Let $\mathcal{E}_n$ be the set of idempotents in the semigroup $\mathcal{B}_n$ of $n \times n$ Boolean relation matrices. The relation $E \leq F$ iff $EF=FE=E$ is called the natural partial order on $\mathcal{E}_n$.
Let $R(A), C(A)$ denote the row space and column space of the matrix $A \in \mathcal{B}_n$. Then $E \leq F$ iff $R(E) \subseteq R(F)$ and $C(E) \subseteq C(F)$ is a partial order on $\mathcal{E}_n$.
Is this the same relation as the natural partial order described above?. In other words, is it true that:
$R(E) \subseteq R(F)$ and $C(E) \subseteq C(F)$ iff $EF=FE=E$.
I was able to show $EF=FE=E$ implies $R(E) \subseteq R(F)$ and $C(E) \subseteq C(F)$.
I also checked all the cases for $n \leq 4$.

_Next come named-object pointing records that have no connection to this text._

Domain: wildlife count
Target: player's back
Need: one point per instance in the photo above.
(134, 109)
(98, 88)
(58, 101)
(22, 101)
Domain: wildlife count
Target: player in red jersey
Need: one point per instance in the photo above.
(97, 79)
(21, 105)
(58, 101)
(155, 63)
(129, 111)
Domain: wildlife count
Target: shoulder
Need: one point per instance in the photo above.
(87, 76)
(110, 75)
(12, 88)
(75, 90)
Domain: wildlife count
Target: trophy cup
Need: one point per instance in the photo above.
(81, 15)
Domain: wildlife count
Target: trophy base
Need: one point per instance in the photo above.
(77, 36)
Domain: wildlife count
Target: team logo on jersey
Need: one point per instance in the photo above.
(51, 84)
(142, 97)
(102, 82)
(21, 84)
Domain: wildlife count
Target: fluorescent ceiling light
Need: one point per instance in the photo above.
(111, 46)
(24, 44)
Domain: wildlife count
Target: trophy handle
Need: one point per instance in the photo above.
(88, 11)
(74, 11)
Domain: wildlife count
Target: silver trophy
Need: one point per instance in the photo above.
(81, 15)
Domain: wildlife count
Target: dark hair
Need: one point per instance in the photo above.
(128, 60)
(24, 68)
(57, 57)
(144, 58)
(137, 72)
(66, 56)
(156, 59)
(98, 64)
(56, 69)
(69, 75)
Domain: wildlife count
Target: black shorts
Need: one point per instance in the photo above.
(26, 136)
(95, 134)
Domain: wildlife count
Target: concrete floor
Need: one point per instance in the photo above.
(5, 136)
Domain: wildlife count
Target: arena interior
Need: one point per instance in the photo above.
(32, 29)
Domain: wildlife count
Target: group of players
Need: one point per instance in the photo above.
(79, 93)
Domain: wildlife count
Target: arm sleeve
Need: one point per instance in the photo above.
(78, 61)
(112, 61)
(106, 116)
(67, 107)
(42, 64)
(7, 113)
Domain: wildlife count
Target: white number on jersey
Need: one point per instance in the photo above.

Can someone give a counter example or a proof of the forward direction in my conjecture above.
If $R(E)\subseteq R(F)$, then for each $i$, the $i$-th row of $E$ is equal to $x_i^TF$ for some row vector $x_i^T$. It follows that $E=XF$ for some matrix $X$ and $EF=XF^2=XF=E$. Similarly, $C(E)\subseteq C(F)$ implies that $FE=E$.